- MSTEM will be recruiting a Chief Information Officer (CIO) to oversee administration of the newly established e-government (e-gov) agency.
- The recruitment and establishment of e-gov form part of the administration’s focus on streamlining ICT activities.
- E-gov resulted from a merger of two government entities, Fiscal Services Limited and the former Central Information Technology Office (CITO).
The Ministry of Science, Technology, Energy, and Mining will be recruiting a Chief Information Officer (CIO) to oversee administration of the newly established e-government (e-gov) agency.
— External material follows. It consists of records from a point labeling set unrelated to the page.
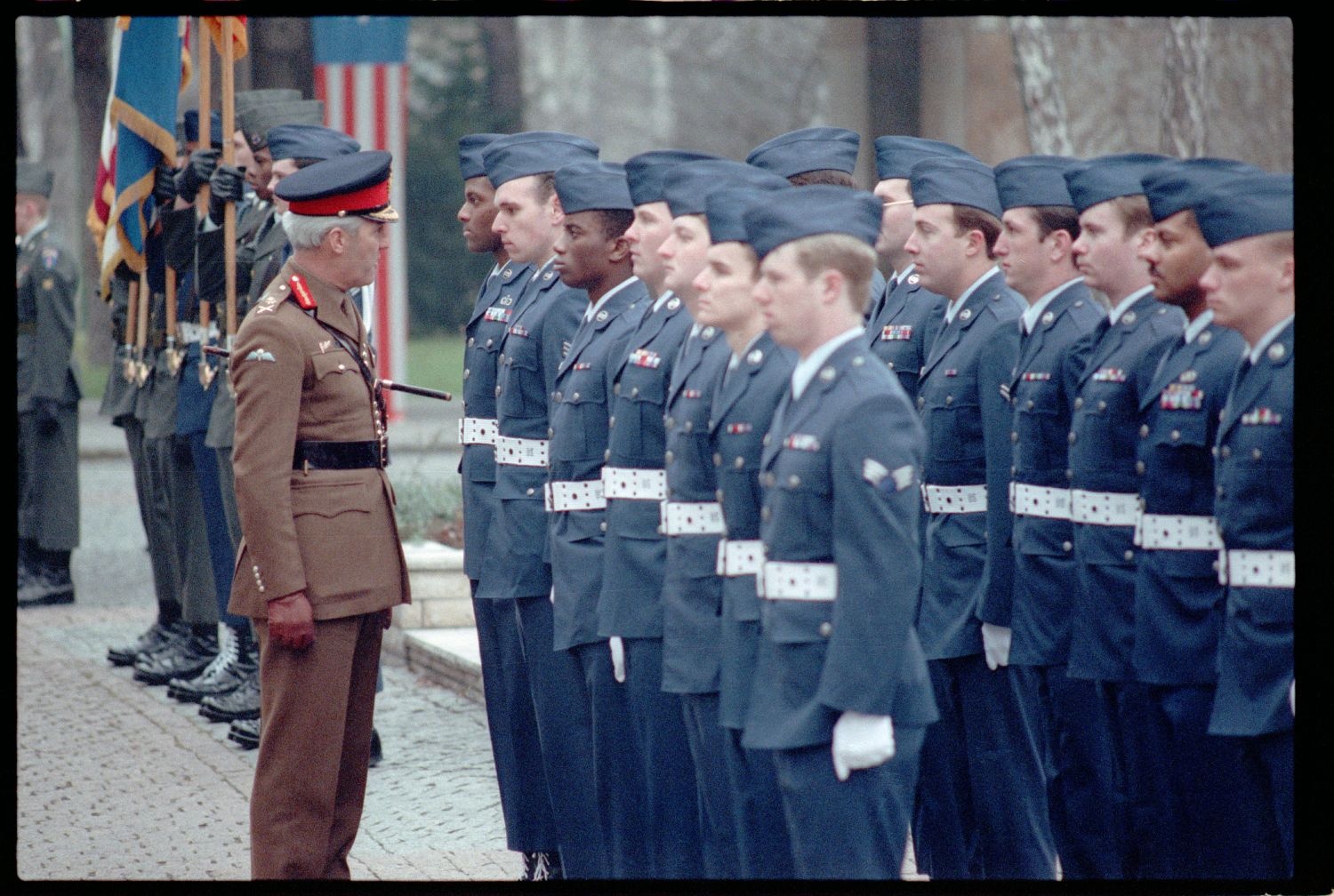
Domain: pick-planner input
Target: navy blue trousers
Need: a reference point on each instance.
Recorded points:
(512, 724)
(854, 828)
(762, 842)
(565, 732)
(709, 752)
(982, 799)
(669, 771)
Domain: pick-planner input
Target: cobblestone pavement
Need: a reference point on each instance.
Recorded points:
(117, 781)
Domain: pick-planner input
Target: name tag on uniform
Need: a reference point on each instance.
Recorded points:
(1261, 418)
(1181, 396)
(802, 442)
(646, 357)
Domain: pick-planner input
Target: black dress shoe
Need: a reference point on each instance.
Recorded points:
(183, 660)
(155, 637)
(239, 704)
(245, 732)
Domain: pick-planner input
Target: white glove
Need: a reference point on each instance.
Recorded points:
(618, 659)
(995, 645)
(861, 741)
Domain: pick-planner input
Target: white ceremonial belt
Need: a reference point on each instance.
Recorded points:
(634, 484)
(520, 452)
(1040, 500)
(739, 557)
(575, 496)
(800, 580)
(1104, 508)
(1258, 568)
(954, 499)
(688, 517)
(189, 332)
(478, 431)
(1168, 532)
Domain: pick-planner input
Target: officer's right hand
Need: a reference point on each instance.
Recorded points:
(197, 172)
(291, 621)
(618, 659)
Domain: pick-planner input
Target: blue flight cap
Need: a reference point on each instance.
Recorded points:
(309, 141)
(470, 154)
(534, 152)
(1034, 180)
(797, 152)
(686, 186)
(583, 186)
(1179, 184)
(1110, 176)
(726, 207)
(896, 155)
(1246, 205)
(342, 187)
(32, 178)
(958, 180)
(786, 215)
(189, 128)
(647, 170)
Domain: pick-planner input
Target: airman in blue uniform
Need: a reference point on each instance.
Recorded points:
(539, 327)
(1109, 371)
(842, 693)
(754, 380)
(904, 316)
(1250, 287)
(1038, 228)
(982, 804)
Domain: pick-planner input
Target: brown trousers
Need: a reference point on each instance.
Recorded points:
(317, 707)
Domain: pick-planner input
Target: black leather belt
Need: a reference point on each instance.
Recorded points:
(336, 455)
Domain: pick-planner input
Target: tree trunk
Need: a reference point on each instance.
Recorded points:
(1043, 100)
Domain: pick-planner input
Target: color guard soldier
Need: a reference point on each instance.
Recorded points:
(982, 799)
(842, 693)
(752, 383)
(904, 316)
(320, 562)
(1038, 228)
(47, 378)
(1109, 371)
(539, 327)
(504, 676)
(1250, 287)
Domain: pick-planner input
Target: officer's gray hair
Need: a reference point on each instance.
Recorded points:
(309, 231)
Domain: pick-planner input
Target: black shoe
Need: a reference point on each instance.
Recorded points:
(376, 751)
(223, 675)
(239, 704)
(149, 642)
(47, 588)
(184, 660)
(245, 732)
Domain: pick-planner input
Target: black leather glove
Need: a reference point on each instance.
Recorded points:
(226, 186)
(165, 186)
(197, 172)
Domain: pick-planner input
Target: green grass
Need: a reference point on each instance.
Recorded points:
(437, 362)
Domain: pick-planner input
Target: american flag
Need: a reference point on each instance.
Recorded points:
(362, 76)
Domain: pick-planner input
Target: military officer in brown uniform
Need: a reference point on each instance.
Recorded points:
(320, 564)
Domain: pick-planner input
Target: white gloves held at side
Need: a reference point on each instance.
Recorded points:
(861, 741)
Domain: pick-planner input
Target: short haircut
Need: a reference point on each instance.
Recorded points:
(309, 231)
(1056, 218)
(1134, 212)
(848, 255)
(822, 176)
(966, 218)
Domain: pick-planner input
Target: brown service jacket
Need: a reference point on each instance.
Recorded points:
(327, 532)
The recruitment and establishment of e-gov form part of the administration’s focus on streamlining Information and Communications Technology (ICT) activities and processes across government ministries, departments, and agencies.
E-gov resulted from a merger of two government entities, Fiscal Services Limited, which Mr. Robinson says implemented large scale government ICT projects, and the former Central Information Technology Office (CITO), which fell under the Ministry.
Both moves are consistent with the government’s human capital development strategic priority, focusing on creating a modern, responsive, and efficient public service to support national development. This is being done through public sector modernisation and institutional capacity building.
Speaking at a recent Realtors Association of Jamaica (RAJ) meeting at the New Kingston Conference Centre (NKCC), Mr. Robinson advised that e-gov will be responsible for managing all of the government’s ICT assets, infrastructure, and projects.
Noting that currently there is no centralised ICT management in place in government, Mr. Robinson said “every single entity decides how it procures its ICT and how it runs its own systems.” This he notes results, to some extent, in service delivery shortcomings and “sub-optimal use of limited resources.”
The State Minister also pointed out that, “Government is the largest user of information technology in Jamaica and implements the largest projects. Our goal is to move more things on-line, to make it easier for persons to interact and interface with government”.
Examples of these, he cited, include property tax and traffic ticket payments, noting that “it (on-line payment) works and has been working efficiently for some time now.” He pointed out, however, that “there are still a number of other things that we want to move on-line.”
“So, we are going to hire a Chief Information Officer who will have responsibility for overseeing e-gov and who will be able to talk to every single ministry, agency, or department, and say ‘listen, this is the way we are going to be doing this, versus that’,” he outlined.
Mr. Robinson said the Ministry is currently developing the CIO’s role and job description, which will be incorporated in an advertisement, inviting applications to fill the post. “Hopefully we can identify a suitable person by the middle of this year,” he said.